Lab 01: IBD and Genealogy Introduction | Computational Genetic Genealogy

Lab 01: Introduction to Genetic Genealogy and IBD Concepts

Foundational Concepts: This lab introduces the core biological and computational principles of Identity-by-Descent (IBD) that underpin the Bonsai v3 system. Understanding these foundational concepts is essential for mastering Bonsai's approach to pedigree reconstruction.

Biological Foundations

DNA Inheritance and Genetic Recombination

Genetic genealogy rests on the precise biological mechanisms of DNA inheritance. Each person inherits 50% of their autosomal DNA from each parent, but the specific segments inherited are determined by recombination—the process of genetic exchange during meiosis.

Key principles of DNA inheritance in Bonsai:

Dilution Over Generations: The amount of DNA shared with an ancestor is approximately halved each generation back, creating a predictable decay pattern
Random Assortment: Which segments are inherited follows stochastic patterns that create variance in actual sharing
Recombination Hotspots: Certain genomic regions have higher recombination rates, affecting the distribution of segment lengths
Genetic Distance vs.

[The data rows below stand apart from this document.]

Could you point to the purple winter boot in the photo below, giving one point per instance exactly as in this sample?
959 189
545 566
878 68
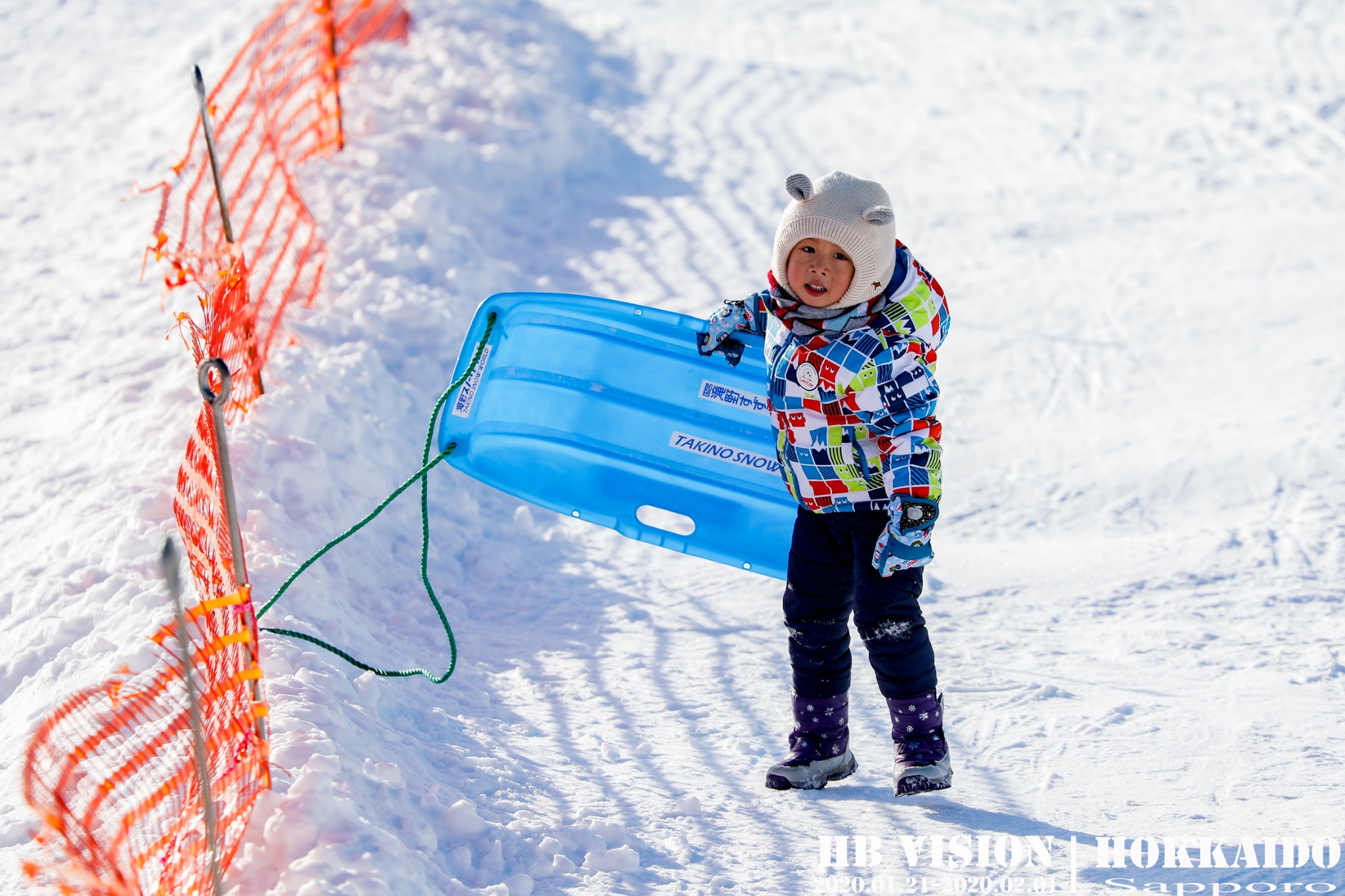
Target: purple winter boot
921 753
818 746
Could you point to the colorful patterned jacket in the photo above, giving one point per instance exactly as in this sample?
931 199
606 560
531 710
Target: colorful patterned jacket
854 412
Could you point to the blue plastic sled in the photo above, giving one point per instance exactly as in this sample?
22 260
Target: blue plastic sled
607 412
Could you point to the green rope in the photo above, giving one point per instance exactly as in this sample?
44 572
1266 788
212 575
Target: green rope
423 476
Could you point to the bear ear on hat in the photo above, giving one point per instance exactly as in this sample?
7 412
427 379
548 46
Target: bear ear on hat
879 215
798 186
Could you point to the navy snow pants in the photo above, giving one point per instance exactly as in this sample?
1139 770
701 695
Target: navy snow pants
830 575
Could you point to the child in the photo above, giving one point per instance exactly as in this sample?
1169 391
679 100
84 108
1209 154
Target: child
852 323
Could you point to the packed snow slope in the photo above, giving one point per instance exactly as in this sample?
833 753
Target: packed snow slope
1137 603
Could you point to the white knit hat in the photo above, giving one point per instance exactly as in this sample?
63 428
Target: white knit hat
850 213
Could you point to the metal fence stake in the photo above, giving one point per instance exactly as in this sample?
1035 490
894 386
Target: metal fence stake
169 559
217 402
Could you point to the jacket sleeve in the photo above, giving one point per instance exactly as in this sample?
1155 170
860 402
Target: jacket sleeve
896 395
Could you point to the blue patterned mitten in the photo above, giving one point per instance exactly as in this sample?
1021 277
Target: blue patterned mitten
732 317
904 543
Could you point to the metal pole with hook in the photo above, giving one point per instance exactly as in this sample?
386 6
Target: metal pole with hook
200 83
169 559
217 402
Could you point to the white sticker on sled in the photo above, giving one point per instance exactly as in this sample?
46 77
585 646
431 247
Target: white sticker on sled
463 406
722 394
725 453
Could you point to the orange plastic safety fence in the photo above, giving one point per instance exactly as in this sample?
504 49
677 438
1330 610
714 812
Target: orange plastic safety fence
276 106
112 770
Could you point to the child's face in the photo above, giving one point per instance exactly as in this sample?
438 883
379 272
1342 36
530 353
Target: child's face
818 272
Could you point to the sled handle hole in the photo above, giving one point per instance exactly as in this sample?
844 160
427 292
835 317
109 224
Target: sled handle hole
666 521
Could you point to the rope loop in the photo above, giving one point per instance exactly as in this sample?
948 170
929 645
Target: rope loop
423 477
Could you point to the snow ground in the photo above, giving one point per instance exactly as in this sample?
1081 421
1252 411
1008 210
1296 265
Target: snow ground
1136 210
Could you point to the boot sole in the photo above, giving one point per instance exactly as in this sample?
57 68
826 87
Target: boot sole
921 779
780 782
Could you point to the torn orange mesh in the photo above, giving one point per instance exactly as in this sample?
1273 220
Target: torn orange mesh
110 771
275 108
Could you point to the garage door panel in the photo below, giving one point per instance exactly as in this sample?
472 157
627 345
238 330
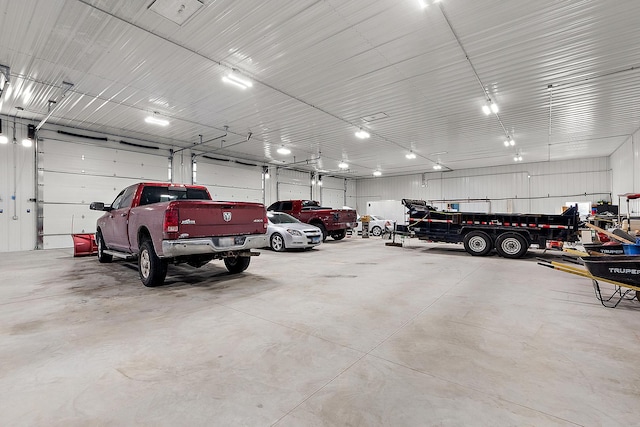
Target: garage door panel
69 218
293 191
235 194
227 176
71 188
332 197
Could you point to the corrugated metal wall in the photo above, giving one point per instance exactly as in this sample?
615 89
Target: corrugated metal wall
17 189
624 178
531 188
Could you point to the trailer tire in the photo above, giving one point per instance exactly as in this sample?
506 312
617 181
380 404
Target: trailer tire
477 243
511 245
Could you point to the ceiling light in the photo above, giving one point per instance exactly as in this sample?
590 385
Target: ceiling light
235 79
363 134
490 107
155 120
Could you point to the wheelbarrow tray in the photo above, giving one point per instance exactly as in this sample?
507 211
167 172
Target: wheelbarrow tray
616 249
617 268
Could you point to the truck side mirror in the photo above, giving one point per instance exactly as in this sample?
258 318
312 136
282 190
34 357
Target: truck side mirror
99 206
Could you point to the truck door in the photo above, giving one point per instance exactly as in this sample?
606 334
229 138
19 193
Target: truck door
115 229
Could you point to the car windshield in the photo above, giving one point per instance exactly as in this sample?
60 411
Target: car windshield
281 218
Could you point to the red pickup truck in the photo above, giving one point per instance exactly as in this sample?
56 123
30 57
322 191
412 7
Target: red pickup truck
162 223
332 222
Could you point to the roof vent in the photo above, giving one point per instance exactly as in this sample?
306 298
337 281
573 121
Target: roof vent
177 11
376 116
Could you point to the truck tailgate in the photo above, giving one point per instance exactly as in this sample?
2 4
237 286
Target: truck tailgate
203 218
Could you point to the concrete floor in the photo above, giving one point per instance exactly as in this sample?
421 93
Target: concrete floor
353 333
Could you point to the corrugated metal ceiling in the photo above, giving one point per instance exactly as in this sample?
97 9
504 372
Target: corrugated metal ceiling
319 67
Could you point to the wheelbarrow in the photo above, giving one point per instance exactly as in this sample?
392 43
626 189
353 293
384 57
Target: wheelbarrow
623 272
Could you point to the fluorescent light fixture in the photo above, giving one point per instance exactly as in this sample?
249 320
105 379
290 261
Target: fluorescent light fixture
509 142
363 134
155 120
234 79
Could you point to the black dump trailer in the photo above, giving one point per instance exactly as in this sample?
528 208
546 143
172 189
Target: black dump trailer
510 234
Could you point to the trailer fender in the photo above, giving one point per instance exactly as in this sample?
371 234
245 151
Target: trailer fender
512 245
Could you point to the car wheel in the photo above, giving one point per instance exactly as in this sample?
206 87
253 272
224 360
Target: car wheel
322 228
237 265
511 245
339 235
277 242
152 269
102 257
478 243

Physical Distance: Bonsai works with genetic distance (centiMorgans) rather than physical distance (base pairs) to properly model inheritance

Bonsai v3 implements these biological principles through sophisticated statistical models that account for recombination patterns, inheritance probabilities, and the stochastic nature of genetic transmission.

Identity by Descent (IBD)

Identity by Descent (IBD) is the fundamental unit of genetic relatedness in Bonsai. Two individuals share an IBD segment when they have inherited the exact same chromosomal segment from a common ancestor. IBD segments are the genetic "fingerprints" of relatedness that Bonsai analyzes to reconstruct family relationships.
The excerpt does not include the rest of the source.